Решение ОДУ часто удобнее изображать в фазовом пространстве, по каждой оси которого откладываются значения каждой из найденных функций. При этом аргумент входит в них лишь параметрически. В случае двух ОДУ такой график – фазовый портрет системы – является кривой на фазовой плоскости и поэтому особенно нагляден.

Задание 5. По условиям задание 4 постройте фазовый портрет. Постройте второй фазовый портрет при M= 200. Проанализируйте результаты решения.

В общим случае, если система состоит из N ОДУ, то фазовое пространство является N-мерным. При N>3 наглядность теряется, и для визуализации фазового портрета приходится строить его различные проекции.

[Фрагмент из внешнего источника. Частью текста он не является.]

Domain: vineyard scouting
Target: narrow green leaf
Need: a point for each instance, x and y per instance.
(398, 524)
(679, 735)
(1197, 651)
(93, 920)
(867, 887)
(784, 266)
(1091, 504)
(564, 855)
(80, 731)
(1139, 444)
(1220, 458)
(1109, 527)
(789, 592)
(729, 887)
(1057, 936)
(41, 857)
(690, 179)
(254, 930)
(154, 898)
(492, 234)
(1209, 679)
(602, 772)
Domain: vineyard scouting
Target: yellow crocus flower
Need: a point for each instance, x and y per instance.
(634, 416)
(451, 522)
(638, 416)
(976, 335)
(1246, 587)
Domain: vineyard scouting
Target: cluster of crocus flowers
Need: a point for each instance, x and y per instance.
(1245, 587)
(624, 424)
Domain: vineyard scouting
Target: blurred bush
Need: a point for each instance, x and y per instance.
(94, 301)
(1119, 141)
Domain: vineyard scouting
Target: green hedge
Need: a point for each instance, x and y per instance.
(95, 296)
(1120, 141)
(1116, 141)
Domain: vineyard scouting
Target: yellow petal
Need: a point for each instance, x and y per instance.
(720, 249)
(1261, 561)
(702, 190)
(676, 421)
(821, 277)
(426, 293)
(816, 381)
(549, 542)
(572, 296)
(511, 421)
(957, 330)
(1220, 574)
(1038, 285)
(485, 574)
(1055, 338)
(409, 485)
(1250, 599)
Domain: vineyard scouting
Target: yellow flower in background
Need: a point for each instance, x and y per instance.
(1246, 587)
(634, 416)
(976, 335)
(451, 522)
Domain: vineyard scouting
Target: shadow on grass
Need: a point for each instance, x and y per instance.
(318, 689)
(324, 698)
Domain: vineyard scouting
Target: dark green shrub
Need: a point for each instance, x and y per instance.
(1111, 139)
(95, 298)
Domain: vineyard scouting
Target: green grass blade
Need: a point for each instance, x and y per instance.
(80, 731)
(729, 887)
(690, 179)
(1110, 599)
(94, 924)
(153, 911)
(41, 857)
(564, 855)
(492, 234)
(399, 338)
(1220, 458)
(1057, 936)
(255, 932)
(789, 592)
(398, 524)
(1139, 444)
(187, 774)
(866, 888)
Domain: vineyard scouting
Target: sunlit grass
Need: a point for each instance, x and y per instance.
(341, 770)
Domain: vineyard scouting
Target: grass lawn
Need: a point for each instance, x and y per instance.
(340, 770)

Все численные методы решения ОДУ основаны на аппроксимации дифференциальных уравнений разностными аналогами. В зависимости от конкретной формы аппроксимации, получаются алгоритмы различной точности и быстродействия. В MathCAD использован наиболее популярный алгоритм Рунге-Кутты четвертого порядка, описанный в большинстве книг по методам вычислений. Он обеспечивает малую погрешность для широкого класса систем ОДУ за исключением жестких систем. Поэтому в большинстве случаев применяют функцию rkfixed. Если по различным причинам время расчетов становится критичным или точность неудовлетворительна, стоит попробовать применить другие встроенные функции.

Функция Rkadapt может быть полезна в случае, когда известно, что решение на рассматриваемом интервале меняется слабо, либо существуют участки медленных и быстрых изменений. Метод Рунге-Кутты с переменным шагом разбивает интервал не на равномерные шаги, а более оптимальным способом. Там, где решение меняется слабо, шаги выбираются более редкими, а в областях его сильных изменений – частыми. В этом случае для достижения одинаковой точности требуется меньшее число шагов. Метод Булирша-Штера (Bulstoer) часто оказывается более эффективным для поиска гладких решений.